Campbell Mithun films “Marksman,” an ad with a fired bullet that fails to destroy a Master Lock’s integrity. The idea is potent enough that Master Lock’s next agency places “Marksman 2” in ten consecutive Super Bowls.


1975

Larry Shear of the Bolin Agency brings the State Fair “the Great Minnesota Get-Together,” a slogan so indelible that his agency wins the fair’s business for decades.


1981

Four suits in shirtsleeves stand with a woman wearing a dress in a full-page ad in the Star Tribune: “We believe that imagination is one of the last remaining legal means you have to gain an unfair advantage.” Fallon McElligott Rice is open for business.


1992

Bill Hillsman, creative director of boutique agency Kauffman-Stewart, fishes a tagline—“There’s a Place for Fun in Your Life”—out of a copywriter’s wastepaper basket and wins the Mall of America account.


1998

Hillsman’s new agency, North Woods Advertising, drops “Jesse the Mind,” a down-the-stretch commercial for Jesse Ventura’s gubernatorial bid. Some credit the spot, inspired by Rodin’s The Thinker, with providing the former wrestler his margin of victory.   


2002

Fallon hires Clive Owen to portray “the Driver” in a series of short films for BMW directed by a who’s who of auteurs: Frankenheimer, Lee, Kar-wai, Ritchie, and González Iñárritu all sell out in the most prestigious car campaign ever created.


2005

For the first time in the 80-year history of The New Yorker, a single advertiser, Target Corp., buys every ad in a single issue.
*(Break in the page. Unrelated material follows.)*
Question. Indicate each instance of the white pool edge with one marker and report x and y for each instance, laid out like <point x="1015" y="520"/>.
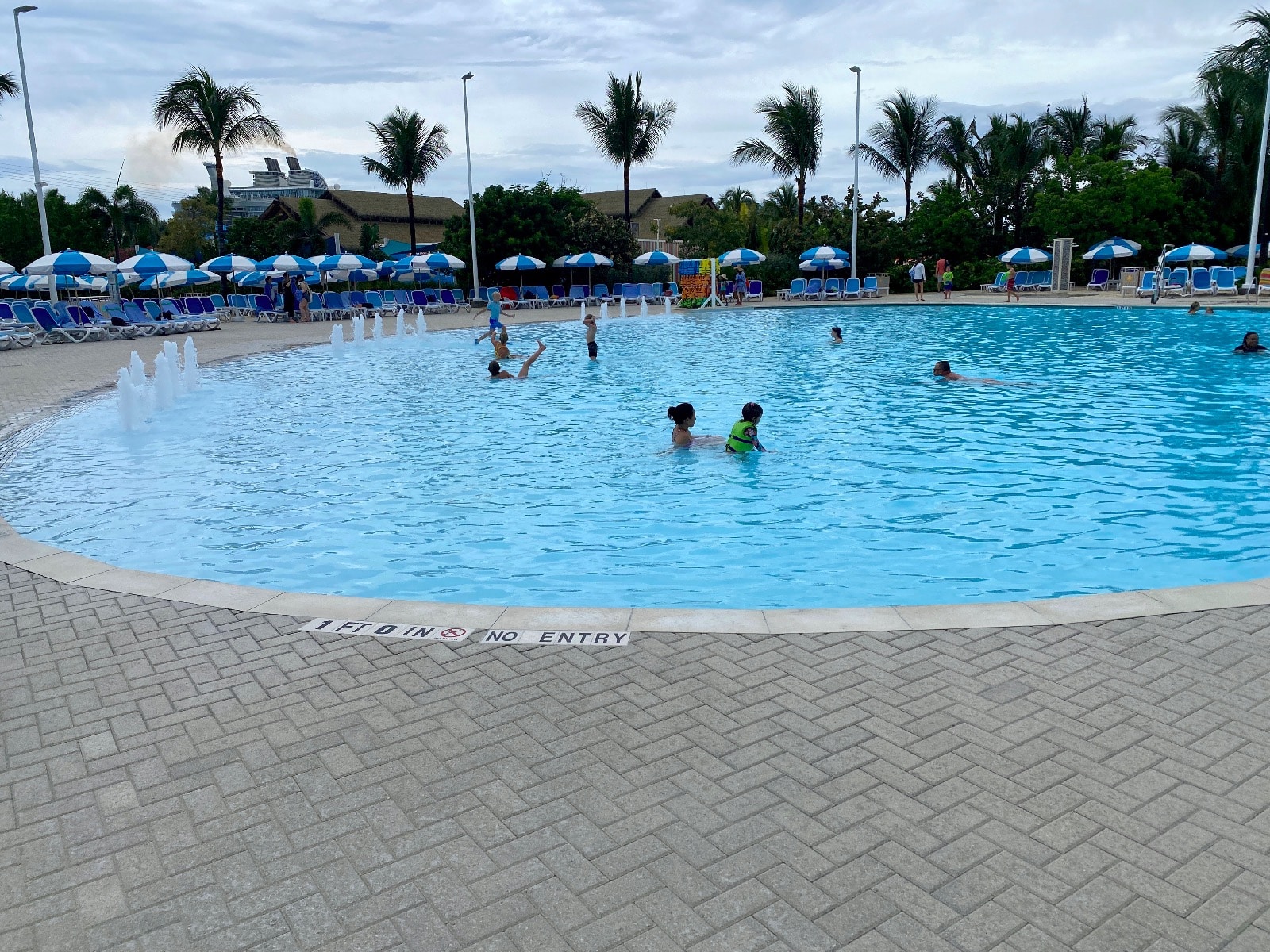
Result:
<point x="71" y="569"/>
Each ad features the company’s bullseye logo.


2014

As vegan- and vegetarianism become widespread, Fallon hires Pulp Fiction’s Ving Rhames to get medieval on our asses, bellowing, “WE HAVE THE MEATS,” in a long-running series of spots for Arby’s.


2020

When Joel Quadracci, president and CEO of Quad/Graphics, bans his employees at Periscope from using the phrase Black Lives Matter on its social media, the entire staff of Periscope rises up and walks out. Quadracci apologizes, using the phrase twice in his statement.